Patrick has updated his tutorial but I am noting it here in case there is alternative advice (…?) or in case others run into the same issue.

Martin

Martin, it sounds like you have this under control (intel should be good).
The only point I’d add is that if you are doing development work on the code, and want to compare to the KGO, then picking

        --constraint="skylake348G"

would be a good idea. skylake348G is the choice in the trunk.
Similarly if you want to make runs which are bitwise reproducible, then picking a single named model of processor (such as this one) would be the thing to do

Dave

Thanks Dave, OK I can test that.

I did just test the --constraint=“intel” and now fcm_make doesn’t seem to be building the executable, I get a series of errors implying the necessary modules were not loaded:

ModuleCmd_Load.c(213):ERROR:105: Unable to locate a modulefile for 'intel/19.0.0'
ModuleCmd_Load.c(213):ERROR:105: Unable to locate a modulefile for 'contrib/gnu/gcc/7.3.0'
ModuleCmd_Load.c(213):ERROR:105: Unable to locate a modulefile for 'eb/OpenMPI/intel/3.1.1'
2022-06-20T15:37:32+01:00 CRITICAL - failed/EXIT

I can’t immediately see the issue as this worked last week and the load cmds are there in ./site/suite.rc.CEDA_JASMIN?

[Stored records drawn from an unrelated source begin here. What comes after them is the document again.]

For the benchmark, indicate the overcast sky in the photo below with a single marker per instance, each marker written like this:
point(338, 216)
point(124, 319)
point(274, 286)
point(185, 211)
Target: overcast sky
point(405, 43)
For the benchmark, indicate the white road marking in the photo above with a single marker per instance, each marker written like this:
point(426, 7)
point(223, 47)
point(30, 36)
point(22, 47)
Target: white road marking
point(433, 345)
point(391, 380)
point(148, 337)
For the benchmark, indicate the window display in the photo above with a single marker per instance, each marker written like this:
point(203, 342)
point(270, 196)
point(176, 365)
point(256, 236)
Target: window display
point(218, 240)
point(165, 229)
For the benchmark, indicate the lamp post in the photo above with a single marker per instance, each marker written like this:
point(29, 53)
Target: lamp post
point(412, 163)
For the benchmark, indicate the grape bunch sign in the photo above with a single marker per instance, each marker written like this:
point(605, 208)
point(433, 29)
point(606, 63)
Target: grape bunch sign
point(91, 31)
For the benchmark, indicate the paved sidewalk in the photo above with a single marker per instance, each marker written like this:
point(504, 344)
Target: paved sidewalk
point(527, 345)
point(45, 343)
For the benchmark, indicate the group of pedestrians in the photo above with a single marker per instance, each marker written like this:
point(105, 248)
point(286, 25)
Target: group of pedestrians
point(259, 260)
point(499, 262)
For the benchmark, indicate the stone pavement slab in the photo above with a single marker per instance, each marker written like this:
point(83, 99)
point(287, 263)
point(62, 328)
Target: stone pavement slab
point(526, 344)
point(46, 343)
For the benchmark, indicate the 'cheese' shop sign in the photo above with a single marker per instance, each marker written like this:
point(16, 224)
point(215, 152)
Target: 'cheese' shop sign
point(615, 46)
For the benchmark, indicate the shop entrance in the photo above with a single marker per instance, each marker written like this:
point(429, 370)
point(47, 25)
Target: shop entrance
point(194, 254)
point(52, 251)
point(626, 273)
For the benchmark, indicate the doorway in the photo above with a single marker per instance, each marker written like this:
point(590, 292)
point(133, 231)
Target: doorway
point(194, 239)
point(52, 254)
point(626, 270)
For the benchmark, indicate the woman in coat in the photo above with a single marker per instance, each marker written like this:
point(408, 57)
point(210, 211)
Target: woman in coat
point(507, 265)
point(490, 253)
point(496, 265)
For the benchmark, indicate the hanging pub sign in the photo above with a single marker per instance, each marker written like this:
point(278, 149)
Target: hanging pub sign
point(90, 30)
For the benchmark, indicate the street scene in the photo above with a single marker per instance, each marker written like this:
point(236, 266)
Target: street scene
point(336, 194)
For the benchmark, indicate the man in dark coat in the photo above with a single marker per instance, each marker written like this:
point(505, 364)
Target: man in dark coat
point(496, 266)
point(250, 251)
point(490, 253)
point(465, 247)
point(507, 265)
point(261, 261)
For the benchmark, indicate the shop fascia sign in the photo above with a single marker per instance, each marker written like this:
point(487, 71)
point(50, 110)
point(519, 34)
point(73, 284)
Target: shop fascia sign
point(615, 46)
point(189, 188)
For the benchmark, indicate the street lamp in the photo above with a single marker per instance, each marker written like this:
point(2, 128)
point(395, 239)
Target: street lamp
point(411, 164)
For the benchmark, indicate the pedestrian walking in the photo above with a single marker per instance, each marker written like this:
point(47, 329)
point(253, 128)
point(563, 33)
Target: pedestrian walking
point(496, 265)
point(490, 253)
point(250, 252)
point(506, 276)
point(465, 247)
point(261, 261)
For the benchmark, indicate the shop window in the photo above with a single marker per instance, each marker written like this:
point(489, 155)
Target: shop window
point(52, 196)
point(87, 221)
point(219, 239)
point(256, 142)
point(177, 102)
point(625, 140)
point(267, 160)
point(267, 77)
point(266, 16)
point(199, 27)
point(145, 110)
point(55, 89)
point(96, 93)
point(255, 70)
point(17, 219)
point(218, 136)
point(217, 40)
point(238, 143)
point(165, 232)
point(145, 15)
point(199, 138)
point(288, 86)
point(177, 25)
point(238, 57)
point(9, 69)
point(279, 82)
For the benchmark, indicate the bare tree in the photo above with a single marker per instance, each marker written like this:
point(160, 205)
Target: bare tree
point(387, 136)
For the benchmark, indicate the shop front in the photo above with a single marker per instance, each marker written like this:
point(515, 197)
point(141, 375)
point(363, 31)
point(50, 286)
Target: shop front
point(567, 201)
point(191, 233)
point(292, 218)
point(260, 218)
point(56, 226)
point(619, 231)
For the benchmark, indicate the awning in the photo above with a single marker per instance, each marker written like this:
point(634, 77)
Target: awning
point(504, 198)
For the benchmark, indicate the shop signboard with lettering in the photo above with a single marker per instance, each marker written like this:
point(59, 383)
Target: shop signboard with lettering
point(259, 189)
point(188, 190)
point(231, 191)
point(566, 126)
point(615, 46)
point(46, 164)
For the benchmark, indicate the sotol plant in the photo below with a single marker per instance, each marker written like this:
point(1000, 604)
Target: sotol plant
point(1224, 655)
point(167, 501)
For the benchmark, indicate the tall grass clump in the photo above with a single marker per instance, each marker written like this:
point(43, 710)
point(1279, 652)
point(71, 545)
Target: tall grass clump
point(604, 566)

Any thoughts would be appreciated.

Thanks,

Martin

It’s possible that there are problems with JASMIN: the system is ‘at risk’ from today until the 24th. If things are only working intermittently then this may be the reason:
https://www.ceda.ac.uk/blog/jasmin-reminder-of-maintenance-work-on-weekend-of-1819-june-and-extended-at-risk-period-20-24-june-1/

As for recommended set up - I think that you are close to what is on the trunk:

https://code.metoffice.gov.uk/trac/jules/browser/main/trunk/rose-stem/include/jasmin/runtime.rc

and this definitely worked for the last release. Copying the trunk is normally good.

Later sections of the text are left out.